Some hard facts

Posted: Friday, November 16, 2001

Contrary to the assertions of Julie Smith, JDHS students aren't "suffering" because an excessive number of students drive cars to school. I'm tired of hearing students whine about parking when taxpayers provide them with adequate free transportation to school every day!

When I attended JDHS back in the 1960s, there was no parking problem, and it wasn't due to a smaller student body. It was because students were not allowed to drive their cars to school, except for the few seniors who had after-school jobs that were not reachable by walking or public transportation. The rest of us rode the bus, walked, or rode our bicycles.
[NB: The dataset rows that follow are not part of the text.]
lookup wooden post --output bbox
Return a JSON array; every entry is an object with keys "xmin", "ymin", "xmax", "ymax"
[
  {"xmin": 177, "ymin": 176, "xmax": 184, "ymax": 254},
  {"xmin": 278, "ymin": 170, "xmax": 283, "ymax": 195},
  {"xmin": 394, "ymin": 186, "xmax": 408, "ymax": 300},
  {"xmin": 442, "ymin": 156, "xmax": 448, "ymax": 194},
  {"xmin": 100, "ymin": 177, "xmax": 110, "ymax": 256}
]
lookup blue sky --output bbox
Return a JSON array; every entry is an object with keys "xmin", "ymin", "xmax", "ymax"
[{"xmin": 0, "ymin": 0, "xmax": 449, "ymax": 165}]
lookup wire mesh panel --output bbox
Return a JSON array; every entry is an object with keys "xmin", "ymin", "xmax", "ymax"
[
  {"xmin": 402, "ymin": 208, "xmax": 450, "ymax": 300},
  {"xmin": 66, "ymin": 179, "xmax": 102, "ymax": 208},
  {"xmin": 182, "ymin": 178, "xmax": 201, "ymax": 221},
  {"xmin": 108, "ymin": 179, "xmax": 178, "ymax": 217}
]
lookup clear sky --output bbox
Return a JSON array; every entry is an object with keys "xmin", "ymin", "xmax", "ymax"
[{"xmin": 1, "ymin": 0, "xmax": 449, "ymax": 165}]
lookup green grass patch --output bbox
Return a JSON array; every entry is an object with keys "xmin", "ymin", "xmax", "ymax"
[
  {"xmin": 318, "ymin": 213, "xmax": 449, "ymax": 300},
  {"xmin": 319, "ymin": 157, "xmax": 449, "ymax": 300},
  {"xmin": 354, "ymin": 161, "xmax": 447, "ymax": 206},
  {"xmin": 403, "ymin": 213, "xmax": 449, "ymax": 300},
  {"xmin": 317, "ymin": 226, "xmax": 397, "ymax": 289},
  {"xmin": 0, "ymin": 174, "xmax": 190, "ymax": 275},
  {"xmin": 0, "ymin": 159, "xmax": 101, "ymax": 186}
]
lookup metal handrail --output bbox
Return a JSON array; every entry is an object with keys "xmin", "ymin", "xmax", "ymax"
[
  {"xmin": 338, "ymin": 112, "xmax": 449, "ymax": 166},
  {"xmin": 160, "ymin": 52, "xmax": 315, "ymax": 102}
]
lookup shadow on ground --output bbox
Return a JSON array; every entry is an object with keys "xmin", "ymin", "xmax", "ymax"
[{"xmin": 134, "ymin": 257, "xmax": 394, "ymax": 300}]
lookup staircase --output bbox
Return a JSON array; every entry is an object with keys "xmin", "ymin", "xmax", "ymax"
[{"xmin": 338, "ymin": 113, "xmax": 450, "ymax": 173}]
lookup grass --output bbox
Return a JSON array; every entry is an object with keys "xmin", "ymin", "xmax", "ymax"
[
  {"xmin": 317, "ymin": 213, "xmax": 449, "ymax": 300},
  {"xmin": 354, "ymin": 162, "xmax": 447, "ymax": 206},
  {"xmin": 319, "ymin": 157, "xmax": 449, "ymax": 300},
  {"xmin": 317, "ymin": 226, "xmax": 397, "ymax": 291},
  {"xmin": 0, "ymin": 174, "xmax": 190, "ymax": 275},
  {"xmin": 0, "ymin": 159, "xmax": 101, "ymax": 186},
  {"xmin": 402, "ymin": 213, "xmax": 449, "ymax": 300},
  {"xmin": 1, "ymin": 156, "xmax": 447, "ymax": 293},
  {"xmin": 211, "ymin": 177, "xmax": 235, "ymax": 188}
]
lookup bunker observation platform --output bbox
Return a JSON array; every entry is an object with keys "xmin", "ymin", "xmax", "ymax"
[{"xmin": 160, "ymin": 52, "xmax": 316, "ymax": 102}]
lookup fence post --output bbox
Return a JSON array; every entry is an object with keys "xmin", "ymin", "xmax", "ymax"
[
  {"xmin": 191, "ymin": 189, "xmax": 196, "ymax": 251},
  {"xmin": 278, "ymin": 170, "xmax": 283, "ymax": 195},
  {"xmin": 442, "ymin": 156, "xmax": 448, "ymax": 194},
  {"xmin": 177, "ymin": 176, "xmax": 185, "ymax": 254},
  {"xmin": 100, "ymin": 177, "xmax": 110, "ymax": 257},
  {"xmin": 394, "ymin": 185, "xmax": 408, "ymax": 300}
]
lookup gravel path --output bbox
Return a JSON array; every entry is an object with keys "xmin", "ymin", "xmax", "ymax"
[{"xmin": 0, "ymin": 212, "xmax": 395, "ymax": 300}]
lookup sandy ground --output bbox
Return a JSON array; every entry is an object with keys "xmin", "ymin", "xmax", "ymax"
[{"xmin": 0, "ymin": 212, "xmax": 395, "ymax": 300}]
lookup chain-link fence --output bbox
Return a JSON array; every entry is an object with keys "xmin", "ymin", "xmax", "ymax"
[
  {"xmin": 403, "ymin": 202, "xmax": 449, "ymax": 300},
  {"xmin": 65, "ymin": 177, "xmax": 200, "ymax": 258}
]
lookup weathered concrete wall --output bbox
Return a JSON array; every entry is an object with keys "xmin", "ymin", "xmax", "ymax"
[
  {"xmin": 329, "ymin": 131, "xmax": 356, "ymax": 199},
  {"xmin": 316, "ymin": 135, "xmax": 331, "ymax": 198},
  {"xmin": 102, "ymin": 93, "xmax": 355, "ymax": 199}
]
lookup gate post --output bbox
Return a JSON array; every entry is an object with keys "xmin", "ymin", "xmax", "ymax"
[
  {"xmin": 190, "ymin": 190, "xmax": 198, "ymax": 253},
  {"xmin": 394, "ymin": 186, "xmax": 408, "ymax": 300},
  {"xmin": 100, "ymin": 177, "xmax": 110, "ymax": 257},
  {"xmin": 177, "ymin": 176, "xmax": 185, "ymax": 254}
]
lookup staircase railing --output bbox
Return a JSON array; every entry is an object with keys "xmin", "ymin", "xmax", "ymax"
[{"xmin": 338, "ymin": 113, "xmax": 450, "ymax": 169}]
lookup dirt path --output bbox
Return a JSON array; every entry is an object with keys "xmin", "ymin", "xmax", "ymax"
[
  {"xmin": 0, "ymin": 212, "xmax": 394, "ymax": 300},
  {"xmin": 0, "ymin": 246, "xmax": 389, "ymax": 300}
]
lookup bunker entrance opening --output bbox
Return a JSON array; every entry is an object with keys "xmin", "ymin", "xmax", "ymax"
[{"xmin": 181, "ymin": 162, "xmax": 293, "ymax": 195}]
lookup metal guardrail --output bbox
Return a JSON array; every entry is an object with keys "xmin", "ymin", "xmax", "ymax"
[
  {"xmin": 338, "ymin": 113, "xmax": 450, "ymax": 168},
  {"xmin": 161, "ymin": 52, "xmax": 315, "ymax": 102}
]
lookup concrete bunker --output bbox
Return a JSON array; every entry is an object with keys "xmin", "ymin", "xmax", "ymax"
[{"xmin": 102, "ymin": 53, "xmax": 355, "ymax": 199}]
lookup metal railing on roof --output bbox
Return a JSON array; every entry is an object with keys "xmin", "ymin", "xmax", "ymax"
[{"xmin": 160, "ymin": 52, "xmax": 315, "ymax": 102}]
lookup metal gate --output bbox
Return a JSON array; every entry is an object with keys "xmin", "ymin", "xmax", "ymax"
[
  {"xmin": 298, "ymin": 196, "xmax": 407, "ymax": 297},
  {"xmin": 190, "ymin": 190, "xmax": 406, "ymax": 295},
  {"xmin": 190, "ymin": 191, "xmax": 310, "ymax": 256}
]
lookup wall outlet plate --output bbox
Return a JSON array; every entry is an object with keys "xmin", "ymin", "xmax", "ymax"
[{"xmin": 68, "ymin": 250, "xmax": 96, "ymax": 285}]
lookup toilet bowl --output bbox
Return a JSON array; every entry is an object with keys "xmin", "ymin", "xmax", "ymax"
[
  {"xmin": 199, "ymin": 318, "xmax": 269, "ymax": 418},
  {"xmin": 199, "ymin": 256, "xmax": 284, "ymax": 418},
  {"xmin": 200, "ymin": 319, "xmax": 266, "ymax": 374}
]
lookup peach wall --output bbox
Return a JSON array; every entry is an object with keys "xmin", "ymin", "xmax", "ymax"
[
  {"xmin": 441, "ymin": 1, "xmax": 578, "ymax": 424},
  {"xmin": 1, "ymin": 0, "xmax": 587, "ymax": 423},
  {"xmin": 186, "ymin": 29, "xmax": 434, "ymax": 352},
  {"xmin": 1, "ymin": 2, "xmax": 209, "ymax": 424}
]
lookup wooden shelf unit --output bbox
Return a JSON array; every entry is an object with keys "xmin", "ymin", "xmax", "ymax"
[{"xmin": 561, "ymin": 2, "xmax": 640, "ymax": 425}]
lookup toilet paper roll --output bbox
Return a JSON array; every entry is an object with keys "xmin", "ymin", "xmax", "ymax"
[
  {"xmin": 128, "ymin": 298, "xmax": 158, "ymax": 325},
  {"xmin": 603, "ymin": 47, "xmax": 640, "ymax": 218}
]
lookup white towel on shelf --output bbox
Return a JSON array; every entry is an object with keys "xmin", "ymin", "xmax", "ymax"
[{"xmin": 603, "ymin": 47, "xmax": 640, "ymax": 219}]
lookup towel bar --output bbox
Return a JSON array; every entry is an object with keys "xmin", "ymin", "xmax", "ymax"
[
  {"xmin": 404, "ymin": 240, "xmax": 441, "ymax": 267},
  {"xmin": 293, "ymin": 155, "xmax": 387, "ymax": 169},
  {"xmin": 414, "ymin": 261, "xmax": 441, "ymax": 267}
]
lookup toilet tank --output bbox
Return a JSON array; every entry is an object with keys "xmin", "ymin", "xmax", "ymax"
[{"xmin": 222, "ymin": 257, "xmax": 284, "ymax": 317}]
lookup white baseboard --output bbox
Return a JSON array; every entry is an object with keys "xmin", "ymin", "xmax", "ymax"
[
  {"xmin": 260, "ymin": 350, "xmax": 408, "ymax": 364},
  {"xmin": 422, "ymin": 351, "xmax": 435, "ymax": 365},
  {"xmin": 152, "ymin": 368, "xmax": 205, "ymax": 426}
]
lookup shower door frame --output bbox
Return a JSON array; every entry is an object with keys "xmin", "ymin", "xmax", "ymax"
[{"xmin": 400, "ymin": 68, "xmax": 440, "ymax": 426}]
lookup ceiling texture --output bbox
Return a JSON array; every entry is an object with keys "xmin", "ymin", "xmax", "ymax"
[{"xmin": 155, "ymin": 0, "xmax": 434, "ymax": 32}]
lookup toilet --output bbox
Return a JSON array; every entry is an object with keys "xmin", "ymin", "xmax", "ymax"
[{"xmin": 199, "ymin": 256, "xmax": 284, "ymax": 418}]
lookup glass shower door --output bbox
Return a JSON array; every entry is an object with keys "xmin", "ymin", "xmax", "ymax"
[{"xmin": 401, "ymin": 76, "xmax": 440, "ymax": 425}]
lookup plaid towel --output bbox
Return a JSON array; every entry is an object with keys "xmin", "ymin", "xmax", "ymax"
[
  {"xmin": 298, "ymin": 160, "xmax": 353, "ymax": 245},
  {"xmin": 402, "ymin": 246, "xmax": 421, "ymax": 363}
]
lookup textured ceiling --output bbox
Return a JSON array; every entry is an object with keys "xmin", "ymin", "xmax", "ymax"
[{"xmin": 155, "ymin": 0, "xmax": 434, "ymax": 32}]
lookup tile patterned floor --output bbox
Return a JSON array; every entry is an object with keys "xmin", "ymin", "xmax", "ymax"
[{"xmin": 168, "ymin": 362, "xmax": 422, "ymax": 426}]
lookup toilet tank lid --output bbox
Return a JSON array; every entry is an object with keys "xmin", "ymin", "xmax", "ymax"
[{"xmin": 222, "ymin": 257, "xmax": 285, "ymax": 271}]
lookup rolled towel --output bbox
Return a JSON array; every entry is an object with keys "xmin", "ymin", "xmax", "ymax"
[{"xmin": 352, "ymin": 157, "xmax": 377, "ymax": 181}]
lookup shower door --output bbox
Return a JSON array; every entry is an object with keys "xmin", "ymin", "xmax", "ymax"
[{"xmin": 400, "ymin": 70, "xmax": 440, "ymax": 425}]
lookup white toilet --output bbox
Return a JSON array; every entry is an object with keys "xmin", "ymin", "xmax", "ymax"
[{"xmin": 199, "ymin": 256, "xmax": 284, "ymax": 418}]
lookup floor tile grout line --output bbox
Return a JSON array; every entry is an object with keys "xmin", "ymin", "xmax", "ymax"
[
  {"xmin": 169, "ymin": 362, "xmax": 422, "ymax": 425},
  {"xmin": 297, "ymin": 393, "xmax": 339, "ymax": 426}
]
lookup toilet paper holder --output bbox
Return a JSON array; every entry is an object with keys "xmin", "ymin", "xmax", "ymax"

The School Board should again adopt that policy, along with restoring a school lunch program and a closed campus, so that the neighbors of JDHS don't have to put up with the lunchtime speeding, illegal parking, traffic congestion, cigarette butts, lunchtime drug use, and misbehavior of irresponsible student drivers that now occurs.

Ms. Smith needs to learn some hard facts about the cost of her automobile use, one of the reasons why this country is being held hostage by Arab extremists. Nothing is more flagrantly wasteful than the parade of self-important Americans driving down our highways, with one person in each vehicle. This selfishness is costing our country its independence as well as its clean air!

She also doesn't understand that her dream parking garage will cost from $25,000 to $40,000 per parking space. For that price, we could provide limousine service for many years for students who are too lazy to use their legs for primary transportation, as my generation did. We grew up understanding that driving is a privilege, not a right.

I suggest that Ms. Smith advocate instead for adequate and safe bicycle lockers at JDHS, so that students who choose a healthy way to go to school have a place to park where their vehicle won't be stolen or vandalized. If she gets rid of her car and walks to school, she would be doing herself, her fellow students, and her community, already overwhelmed by too many automobiles, a great favor.